Dimanche soir, le ciel se gausse, menace de déverser son trop plein d'eau. Le cortège officiel doit pointer le bout de son premier capot rutilant autour de 19h45. A 19h24, Zoe Cassavetes, toute de rose vêtue met les photographes en folie. Le jury révélation lui emboîte le pas. Diastème, Jalil Lespert, Ara Starck ( la fille de Philippe) et Léa Drucker (la propriétaire de son chien), ils sont tous là.  Clic, clac, sourires, tout le monde tournicote, prend la pose et s'engouffre dans C.I.D. Même pas le temps de souffler que Carole et ses acolytes suivent à fond de ballon. Les jurys arrivent par vague.

 

La partenaire de Patrick Mille dans Je Vais te manquer de Amanda Sthers - les deux femmes se sont rencontrées à l'abri du Normandy - rayonne, irradie. Pantalon noir, chemisier blanc, brushing au vent, elle guide son monde. Pierre Jolivet blague, Diane Fleir pétille telles les bulles d'un Champagne Cartier, Roni Elkabetz resplendissante est encore plus belle que dans La visite de la fanfare. Cédric Kahn, Christian Mungiu, François Damien... on se croirait presque à Cannes. 

Un coucou, un clin d'oeil, un coup de flash et chacun plonge à son tour dans l'antre du centre international. Tout juste deux minutes plus tard. Les limousines s'arrêtent. Neil LaBute descend. Barbu, ventru, binoclé, plutôt grand. Il n'attend même pas son acteur, deux petits tours et puis il fonce. Samuel L. Jackson, le flic psychopathe de Lakeview Terrace ne reste guère plus longtemps. Pas un arrêt devant le moindre micro, juste celui du Festival. Hier soir, c'était régime sans mots. Une virée sur le tapis rouge mené au pas de charge.

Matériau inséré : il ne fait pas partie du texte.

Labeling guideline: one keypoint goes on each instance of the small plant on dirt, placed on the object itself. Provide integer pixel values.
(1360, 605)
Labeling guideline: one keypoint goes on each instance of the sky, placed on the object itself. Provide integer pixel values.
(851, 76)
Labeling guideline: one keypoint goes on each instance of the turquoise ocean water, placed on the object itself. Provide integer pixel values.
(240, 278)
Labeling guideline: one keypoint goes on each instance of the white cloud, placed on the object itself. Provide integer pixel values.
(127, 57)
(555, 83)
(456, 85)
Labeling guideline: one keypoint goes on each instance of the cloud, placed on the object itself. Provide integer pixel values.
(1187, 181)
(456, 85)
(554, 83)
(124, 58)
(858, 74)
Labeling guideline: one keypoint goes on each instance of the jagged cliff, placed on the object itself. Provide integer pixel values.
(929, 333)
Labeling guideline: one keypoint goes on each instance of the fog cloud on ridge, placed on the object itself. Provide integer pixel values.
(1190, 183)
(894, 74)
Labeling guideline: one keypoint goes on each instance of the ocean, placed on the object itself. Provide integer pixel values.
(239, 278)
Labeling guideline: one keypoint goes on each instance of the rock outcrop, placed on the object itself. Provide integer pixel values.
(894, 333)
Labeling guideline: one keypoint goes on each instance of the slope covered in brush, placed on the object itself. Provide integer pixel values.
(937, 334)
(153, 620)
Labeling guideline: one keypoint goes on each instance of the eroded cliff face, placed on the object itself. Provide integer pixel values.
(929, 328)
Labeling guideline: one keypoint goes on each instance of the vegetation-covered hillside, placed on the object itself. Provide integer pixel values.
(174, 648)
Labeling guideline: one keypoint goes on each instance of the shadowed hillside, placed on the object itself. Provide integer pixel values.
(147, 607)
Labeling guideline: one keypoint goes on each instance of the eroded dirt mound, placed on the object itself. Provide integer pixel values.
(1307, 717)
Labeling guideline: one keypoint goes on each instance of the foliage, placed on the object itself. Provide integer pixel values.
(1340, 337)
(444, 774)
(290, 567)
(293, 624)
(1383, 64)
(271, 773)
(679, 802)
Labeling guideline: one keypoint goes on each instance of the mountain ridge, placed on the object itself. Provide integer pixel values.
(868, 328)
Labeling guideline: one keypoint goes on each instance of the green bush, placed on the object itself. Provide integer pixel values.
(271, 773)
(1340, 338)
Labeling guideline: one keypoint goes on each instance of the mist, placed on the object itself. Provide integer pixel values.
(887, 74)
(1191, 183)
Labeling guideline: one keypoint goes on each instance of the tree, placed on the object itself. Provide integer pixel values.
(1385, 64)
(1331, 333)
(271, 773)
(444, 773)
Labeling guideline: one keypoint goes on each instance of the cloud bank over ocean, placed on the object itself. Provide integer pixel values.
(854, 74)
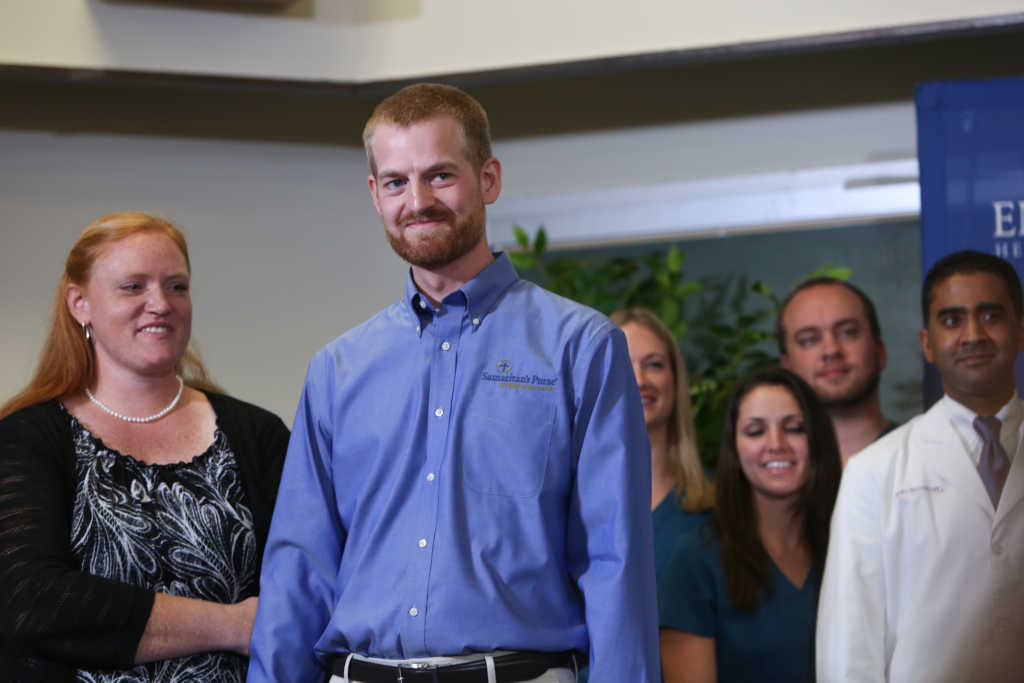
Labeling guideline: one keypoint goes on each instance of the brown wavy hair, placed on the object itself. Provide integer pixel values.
(421, 101)
(693, 489)
(745, 563)
(66, 365)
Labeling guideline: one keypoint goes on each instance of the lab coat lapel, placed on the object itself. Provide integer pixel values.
(948, 459)
(1013, 489)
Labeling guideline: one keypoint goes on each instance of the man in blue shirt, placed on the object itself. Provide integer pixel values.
(466, 491)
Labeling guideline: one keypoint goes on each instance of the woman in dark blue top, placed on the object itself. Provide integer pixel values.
(681, 494)
(738, 597)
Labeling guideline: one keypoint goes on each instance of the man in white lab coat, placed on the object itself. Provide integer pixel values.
(925, 574)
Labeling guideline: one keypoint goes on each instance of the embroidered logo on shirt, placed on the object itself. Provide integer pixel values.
(507, 380)
(919, 489)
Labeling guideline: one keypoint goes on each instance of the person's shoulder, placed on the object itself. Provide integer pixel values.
(697, 544)
(696, 552)
(42, 416)
(375, 329)
(572, 316)
(223, 403)
(893, 445)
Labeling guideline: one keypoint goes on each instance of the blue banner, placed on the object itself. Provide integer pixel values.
(971, 152)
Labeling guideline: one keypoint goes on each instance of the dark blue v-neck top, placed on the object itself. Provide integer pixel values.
(773, 643)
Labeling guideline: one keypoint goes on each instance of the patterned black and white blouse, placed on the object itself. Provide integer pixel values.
(183, 528)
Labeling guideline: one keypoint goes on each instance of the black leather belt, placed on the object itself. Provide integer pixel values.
(508, 669)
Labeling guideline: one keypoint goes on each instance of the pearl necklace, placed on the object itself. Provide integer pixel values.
(155, 416)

Samuel monte sur scène, salue, s'en va, file pour un direct programmé sur France 2. devant les caméras du service publique il revient sur le sujet du film, le racisme. "Cette attitude existe encore chez certains. Ils n'ont pas tourné la page, ne sont pas encore au XXIème sicèle". Hollywood est-elle une terre de solidarité, demande le présentateur ? "Difficile à dire, répond l'acteur. Je ne sais pas comment s'en sorte les jeunes, j'aimerai me dire qu'il y a plus d'opportunités grâce à Denzel Whashington, Morgan Freeman...".  Et l'homme  aux quelques 70 films, chevalier Jedi, flingueur citant la bible dans Pulp.. . avant de tirer dans le tas de revenir sur les propos rapportés dans Le Journal du Dimanche le matin même. Il dément les avoir tenu - voir article  précédent  - espère  bien que Obama gagnera, mais n'étant certain il touche simplement du bois.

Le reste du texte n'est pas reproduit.